Mission Delhi - Nazm Kaur, New Colony, Sector 7

Mission Delhi – Nazm Kaur, New Colony, Sector 7

Mission Delhi - Nazm Kaur, New Colony, Sector 7

One of the one percent in 13 million.

[Text and photo by Mayank Austen Soofi]

If this doesn’t work out, then maybe she can do something else — but no. Nazm Kaur has no plan B. Neither do her parents, with whom she lives in Gurgaon’s New Colony, Sector 7, in the Greater Delhi Region. The entire family, including Nazm’s brother who lives in Bangalore, are dance instructors. Ms Kaur and her parents teach dancing in their 5-year-old studio called Nrityarang, that they run in a first-floor hall nearby, large enough to accommodate 20 students.

Or rather, that’s what they used to do.

“The pandemic totally disrupted our life,” says Ms Kaur. In her 20s, she is sitting between her parents at the dining table, talking to her interlocutor through WhatsApp video. Dancing, she explains, involves a close proximity between people. “But what to do at a time when meeting anyone outside your family involves danger (of catching the infection)?”

Early last year, during the first pandemic-ridden lockdown, Ms Kaur earnestly tried to settle into the new normal. She made investigations, talked to friends, did Internet searches on how dance instructors could carry on within such drastic limitations, and learned about Zoom.

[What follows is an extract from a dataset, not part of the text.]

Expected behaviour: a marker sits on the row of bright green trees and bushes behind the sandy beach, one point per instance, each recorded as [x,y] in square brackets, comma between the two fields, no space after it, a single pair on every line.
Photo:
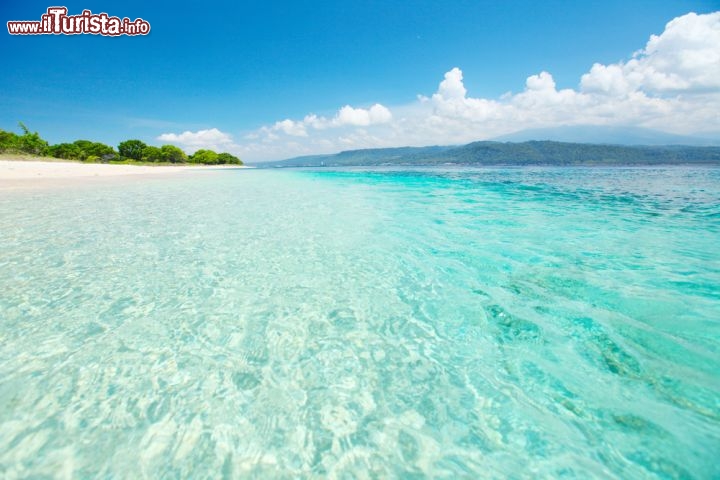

“And then we started online classes in April (last year)… but I wasn’t confident in this medium, and people initially weren’t willing to pay fees for online dance teaching, so for one month I did free demos and classes, to help me train myself on how to teach online.” But Ms Kaur and her family met challenges unique to Internet. She had to set up various protocols while designing the classes, keeping in mind various concerns like “what if somebody on the other side of the laptop screen is secretly recording me, etc.” Her chiefest concern being that these “virtual” students ought not to see her and her parents “as entertainers, but as educators… for dancing is an art, a meditation… it’s like yoga.”

The family reopened the studio in January, imagining that the worst of the pandemic was behind them. “We had to close it again this month.”

Today, Ms Kaur and family manage to earn just enough to pay the bills “but we are really waiting for the pandemic to end, when masks will be removed and our skills will shine again in studio and stage…. only that will bring hope to us.” She says, her face beaming with infectious optimism.